Realizing a real peace
A comprehensive plan will not bring peace. Peace will be realized when the real powers on both sides are ready to negotiate a true, lasting settlement.
Union for Reform Judaism president Rabbi Rick Jacobs said that his organization cannot support President Donald Trump’s decision to move the U.S. Embassy to Jerusalem absent a comprehensive plan for a peace process.” (“Reform Jews at Biennial take on issues of equality at home, in Israel,” Dec. 15).
What is a comprehensive peace plan? The sad history of the Israeli-Palestinian conflict is that more than once, well-wishing leaders have proposed rather “comprehensive peace plans.”
President Bill Clinton devised the Oslo Accord; Prime Minister Yitzhak Rabin declared, facing an intifada, that “we must fight terrorism as if there’s no peace process and work to achieve peace as if there’s no terror,” and Prime Minister Ehud Olmert prepared comprehensive maps delineating Jerusalem into two capitals of two states.
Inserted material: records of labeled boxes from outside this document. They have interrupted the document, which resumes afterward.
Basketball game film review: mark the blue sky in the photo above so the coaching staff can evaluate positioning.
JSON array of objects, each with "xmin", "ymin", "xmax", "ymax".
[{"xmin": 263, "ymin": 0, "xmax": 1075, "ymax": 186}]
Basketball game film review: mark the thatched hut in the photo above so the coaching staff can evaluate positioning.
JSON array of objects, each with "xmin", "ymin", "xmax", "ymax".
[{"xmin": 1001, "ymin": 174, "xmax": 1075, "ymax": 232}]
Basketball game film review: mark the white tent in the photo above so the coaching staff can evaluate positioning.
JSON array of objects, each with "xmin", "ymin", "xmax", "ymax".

Former U.S. Secretary of State John Kerry prepared a peace plan that addressed most, if not all, of the “red lines” of Israel and of the Palestinians. None of those experienced statesmen succeeded, and the neophyte Jared Kushner has a plan?
What went wrong? A comprehensive answer will require a book, or a long pamphlet. In this limited space I will examine one aspect, the role of the leaders on both sides, Chairman Yasser Arafat, President Mahmud Abbas and Prime Minister Benjamin Netanyahu. None were “negotiating” in good faith.
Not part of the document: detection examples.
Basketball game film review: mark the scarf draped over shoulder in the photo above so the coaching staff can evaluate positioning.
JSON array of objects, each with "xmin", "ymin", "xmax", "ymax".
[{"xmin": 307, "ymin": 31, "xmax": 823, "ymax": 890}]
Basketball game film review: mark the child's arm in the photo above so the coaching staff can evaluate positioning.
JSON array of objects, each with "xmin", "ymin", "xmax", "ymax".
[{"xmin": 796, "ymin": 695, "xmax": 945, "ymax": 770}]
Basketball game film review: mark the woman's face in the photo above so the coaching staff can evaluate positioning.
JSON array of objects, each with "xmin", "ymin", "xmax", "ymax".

Yasser Arafat was basking in the glory of world-class “freedom fighter.” Only he could address the U.N. General Assembly wearing military fatigues and a gun holster! Aid money was pouring in, a significant portion of which ended in his personal Swiss bank accounts. Why would he give up such an intoxicating status to become the prime minister of a failing state?
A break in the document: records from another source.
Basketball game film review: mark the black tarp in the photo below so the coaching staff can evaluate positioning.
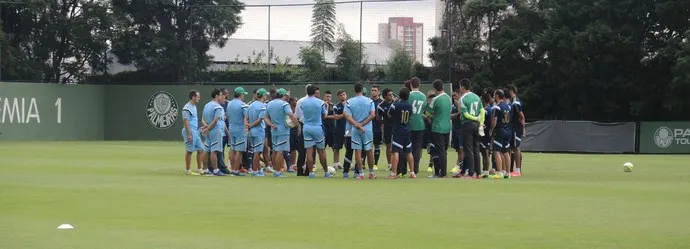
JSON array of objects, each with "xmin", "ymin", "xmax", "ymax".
[{"xmin": 521, "ymin": 121, "xmax": 636, "ymax": 153}]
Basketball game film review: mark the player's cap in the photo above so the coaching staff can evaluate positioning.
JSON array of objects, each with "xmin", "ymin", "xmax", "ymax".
[
  {"xmin": 276, "ymin": 88, "xmax": 290, "ymax": 96},
  {"xmin": 256, "ymin": 88, "xmax": 268, "ymax": 97},
  {"xmin": 235, "ymin": 86, "xmax": 249, "ymax": 95}
]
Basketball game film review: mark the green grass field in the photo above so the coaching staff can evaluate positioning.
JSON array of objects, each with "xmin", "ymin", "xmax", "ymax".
[{"xmin": 0, "ymin": 142, "xmax": 690, "ymax": 249}]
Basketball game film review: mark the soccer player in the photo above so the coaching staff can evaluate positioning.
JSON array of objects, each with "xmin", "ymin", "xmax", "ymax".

Mahmud Abbas is not that glamorous but was elected to a four-year term as president in 2005. Netanyahu publicly supported a two-state solution in June 2009 in his famous Bar Ilan speech, but he made no real effort to advance the concept.
Ever since, Netanyahu has fearlessly guarded his prime minister position. He has been held hostage by the religious right and by the Settlers Party, which consider the two-state solution an affront to God’s promise to His Chosen People.
A comprehensive plan will not bring peace. Peace will be realized when the real powers on both sides are ready to negotiate a true, lasting settlement.